Several intriguing surface features can be seen in this mosaic that warrant further study. Along the top of the mosaic is a series of dark lineaments, or linear features, that stand out against the blandness of the Northern, Mid-Latitude Terrain.
These features were also observed by the RADAR instrument in December 2006 and represent an area of potential future co-analysis for the RADAR and camera teams.

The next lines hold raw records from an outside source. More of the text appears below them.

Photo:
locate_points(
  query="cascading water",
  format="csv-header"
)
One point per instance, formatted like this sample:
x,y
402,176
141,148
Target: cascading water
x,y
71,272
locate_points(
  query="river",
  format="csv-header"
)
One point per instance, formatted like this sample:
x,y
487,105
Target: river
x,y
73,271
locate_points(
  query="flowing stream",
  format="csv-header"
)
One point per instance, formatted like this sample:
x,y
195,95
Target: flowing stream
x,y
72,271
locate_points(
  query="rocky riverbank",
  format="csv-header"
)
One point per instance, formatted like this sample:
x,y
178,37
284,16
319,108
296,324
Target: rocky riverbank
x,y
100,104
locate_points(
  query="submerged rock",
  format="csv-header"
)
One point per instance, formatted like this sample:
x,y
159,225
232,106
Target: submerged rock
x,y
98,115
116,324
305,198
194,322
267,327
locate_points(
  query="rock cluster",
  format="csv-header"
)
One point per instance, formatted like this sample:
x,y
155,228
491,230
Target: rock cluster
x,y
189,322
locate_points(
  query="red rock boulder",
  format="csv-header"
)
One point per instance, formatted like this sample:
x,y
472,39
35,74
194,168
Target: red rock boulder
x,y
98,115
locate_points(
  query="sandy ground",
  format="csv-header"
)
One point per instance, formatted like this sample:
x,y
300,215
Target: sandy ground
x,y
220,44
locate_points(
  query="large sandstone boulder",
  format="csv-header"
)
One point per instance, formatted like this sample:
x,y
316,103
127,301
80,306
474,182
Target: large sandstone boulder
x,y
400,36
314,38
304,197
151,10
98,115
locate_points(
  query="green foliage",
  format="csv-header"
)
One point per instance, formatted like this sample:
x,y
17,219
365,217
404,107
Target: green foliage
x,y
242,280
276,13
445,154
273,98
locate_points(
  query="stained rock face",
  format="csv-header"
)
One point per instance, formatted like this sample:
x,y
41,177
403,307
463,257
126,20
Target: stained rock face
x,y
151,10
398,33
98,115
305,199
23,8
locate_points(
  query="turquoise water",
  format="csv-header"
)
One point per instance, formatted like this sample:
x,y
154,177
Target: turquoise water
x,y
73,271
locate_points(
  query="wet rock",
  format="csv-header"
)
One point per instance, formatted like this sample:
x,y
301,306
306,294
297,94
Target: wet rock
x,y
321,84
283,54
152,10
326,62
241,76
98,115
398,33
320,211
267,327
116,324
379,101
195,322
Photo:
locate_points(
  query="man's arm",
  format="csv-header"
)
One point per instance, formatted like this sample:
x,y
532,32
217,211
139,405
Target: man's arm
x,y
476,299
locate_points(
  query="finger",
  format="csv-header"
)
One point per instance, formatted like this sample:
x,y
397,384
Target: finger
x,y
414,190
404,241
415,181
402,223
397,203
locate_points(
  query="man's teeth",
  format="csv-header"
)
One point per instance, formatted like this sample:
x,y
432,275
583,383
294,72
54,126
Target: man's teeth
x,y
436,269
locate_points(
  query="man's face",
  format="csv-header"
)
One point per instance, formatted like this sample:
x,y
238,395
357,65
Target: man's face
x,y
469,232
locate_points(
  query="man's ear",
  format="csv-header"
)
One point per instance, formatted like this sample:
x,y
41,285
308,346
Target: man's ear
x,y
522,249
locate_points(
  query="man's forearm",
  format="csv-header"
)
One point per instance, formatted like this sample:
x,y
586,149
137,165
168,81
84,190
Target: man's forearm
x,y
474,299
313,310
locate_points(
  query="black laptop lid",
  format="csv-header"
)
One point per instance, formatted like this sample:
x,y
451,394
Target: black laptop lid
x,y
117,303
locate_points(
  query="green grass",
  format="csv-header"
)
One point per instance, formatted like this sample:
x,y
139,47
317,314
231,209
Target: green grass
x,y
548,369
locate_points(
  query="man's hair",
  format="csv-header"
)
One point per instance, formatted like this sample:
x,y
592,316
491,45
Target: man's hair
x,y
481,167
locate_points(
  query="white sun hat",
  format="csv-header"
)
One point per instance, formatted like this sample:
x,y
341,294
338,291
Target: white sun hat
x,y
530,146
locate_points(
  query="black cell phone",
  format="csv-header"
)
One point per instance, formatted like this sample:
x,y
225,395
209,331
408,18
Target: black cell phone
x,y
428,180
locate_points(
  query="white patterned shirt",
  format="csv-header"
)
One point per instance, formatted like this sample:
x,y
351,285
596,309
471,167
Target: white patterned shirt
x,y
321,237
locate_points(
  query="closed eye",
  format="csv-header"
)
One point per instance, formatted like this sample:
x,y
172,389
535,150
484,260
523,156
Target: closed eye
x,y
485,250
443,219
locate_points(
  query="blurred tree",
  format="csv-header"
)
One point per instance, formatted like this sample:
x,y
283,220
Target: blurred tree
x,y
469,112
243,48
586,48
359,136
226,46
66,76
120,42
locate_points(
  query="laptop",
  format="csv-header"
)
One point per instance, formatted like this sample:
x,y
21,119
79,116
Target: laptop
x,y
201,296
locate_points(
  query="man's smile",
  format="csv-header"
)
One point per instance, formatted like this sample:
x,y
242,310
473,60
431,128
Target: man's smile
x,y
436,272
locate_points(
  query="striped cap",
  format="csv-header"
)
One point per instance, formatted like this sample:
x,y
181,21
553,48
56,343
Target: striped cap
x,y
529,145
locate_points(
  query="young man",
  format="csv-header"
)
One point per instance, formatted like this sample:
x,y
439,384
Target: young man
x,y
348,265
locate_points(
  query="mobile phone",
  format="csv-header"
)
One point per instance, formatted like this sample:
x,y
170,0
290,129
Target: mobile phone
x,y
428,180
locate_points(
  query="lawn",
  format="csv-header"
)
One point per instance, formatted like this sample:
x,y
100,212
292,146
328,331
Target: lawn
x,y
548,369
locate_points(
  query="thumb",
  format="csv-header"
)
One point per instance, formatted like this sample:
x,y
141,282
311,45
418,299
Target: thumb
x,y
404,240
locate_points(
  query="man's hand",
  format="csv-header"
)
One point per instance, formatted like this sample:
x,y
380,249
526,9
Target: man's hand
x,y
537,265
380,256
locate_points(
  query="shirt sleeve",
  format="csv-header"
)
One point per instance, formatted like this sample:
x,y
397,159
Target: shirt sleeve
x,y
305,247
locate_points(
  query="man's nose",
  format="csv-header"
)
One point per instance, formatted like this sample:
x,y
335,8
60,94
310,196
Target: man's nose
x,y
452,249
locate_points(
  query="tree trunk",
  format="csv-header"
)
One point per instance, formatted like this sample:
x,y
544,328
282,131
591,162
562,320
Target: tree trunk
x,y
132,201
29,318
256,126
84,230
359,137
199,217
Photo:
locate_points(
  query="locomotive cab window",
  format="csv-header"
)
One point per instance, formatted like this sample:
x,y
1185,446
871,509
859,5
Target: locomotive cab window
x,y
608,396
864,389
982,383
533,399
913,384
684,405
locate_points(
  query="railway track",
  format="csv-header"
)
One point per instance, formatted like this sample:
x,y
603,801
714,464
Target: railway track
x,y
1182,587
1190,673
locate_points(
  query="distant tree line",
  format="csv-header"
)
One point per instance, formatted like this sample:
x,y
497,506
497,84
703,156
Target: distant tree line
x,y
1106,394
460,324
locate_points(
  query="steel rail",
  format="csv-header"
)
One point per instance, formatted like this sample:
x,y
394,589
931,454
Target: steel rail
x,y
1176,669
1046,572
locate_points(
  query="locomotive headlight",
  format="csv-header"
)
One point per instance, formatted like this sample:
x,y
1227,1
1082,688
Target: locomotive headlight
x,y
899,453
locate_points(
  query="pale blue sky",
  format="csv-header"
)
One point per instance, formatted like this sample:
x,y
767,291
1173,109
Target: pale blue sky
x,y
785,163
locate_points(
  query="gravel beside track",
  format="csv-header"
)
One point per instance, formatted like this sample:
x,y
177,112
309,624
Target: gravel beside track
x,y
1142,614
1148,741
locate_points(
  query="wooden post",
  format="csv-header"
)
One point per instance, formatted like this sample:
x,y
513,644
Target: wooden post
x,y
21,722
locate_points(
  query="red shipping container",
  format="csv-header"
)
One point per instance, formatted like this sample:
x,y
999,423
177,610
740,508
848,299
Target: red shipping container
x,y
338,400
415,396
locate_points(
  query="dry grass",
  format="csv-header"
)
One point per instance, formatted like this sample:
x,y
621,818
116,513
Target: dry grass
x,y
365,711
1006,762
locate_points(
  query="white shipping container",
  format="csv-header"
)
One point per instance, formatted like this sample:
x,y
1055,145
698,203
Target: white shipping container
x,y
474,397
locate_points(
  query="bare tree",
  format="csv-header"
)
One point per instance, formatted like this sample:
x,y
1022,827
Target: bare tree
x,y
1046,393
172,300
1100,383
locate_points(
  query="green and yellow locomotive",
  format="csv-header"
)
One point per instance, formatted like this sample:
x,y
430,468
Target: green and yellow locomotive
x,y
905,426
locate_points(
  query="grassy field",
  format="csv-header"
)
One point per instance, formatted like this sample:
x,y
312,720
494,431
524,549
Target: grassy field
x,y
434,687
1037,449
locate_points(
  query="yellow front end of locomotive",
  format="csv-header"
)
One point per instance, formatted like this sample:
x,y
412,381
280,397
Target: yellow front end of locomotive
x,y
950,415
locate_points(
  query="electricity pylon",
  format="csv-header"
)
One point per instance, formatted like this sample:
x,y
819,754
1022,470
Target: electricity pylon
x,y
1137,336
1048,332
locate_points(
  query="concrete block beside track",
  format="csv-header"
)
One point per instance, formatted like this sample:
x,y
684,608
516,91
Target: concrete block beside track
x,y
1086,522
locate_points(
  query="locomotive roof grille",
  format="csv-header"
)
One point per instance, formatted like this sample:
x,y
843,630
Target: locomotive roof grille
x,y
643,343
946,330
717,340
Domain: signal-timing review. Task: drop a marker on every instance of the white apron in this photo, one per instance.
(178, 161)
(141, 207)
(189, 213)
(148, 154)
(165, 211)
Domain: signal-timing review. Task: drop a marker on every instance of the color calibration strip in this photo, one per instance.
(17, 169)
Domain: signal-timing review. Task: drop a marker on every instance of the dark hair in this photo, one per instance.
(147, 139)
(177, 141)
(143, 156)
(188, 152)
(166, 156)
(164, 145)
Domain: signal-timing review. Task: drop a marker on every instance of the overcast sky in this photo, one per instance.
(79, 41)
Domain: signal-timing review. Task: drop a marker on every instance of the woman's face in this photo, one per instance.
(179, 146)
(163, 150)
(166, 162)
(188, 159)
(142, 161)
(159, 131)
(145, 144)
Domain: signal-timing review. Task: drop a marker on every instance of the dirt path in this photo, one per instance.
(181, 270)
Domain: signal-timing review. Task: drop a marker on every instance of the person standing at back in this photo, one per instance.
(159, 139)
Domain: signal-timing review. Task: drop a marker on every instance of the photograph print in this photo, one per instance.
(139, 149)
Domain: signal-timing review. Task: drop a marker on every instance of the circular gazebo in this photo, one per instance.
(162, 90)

Another such region is the large bright area known as Adiri at bottom center, also imaged by RADAR in October 2005.
The mosaic shows a number of dark areas within Adiri Regio that line up with small dune fields observed by RADAR. A portion of the dark terrain surrounding Adiri was also observed in 2005 by RADAR, and likewise was found to consist of large stretches of longitudinal dune fields - further supporting the correlation between equatorial dark regions and dune "seas".
To the East of Adiri is a dark spot surrounded by a ring of bright material, which may be associated with an impact crater similar to Sinlap, discovered earlier in the Cassini mission (see PIA6222).
This mosaic consists of 29 separate frames using a total of 116 images.
Each frame consists of three images, taken using a filter sensitive to near-infrared light centered at 938 nanometers, allowing for observations of Titan's surface and lower atmosphere, added together. An image taken using a filter sensitive to visible light centered at 619 nanometers was then subtracted from the product, effectively removing the lower atmosphere contribution to the brightness values in the image, increasing image contrast and improving the visibility of surface features.
This process is also intended to reduce noise, but some camera artifacts still remain, such as a dark ring caused by dust in the camera system near the bottom right of each frame.
The images used for this mosaic were taken on April 11, 2007 from distances ranging from approx. 106.000 to 180.000 Km (such as from about 66.000 to 112.000 miles).
This mosaic is in an orthographic view of Titan (an orthographic view is most like the view seen by a distant observer looking through a telescope).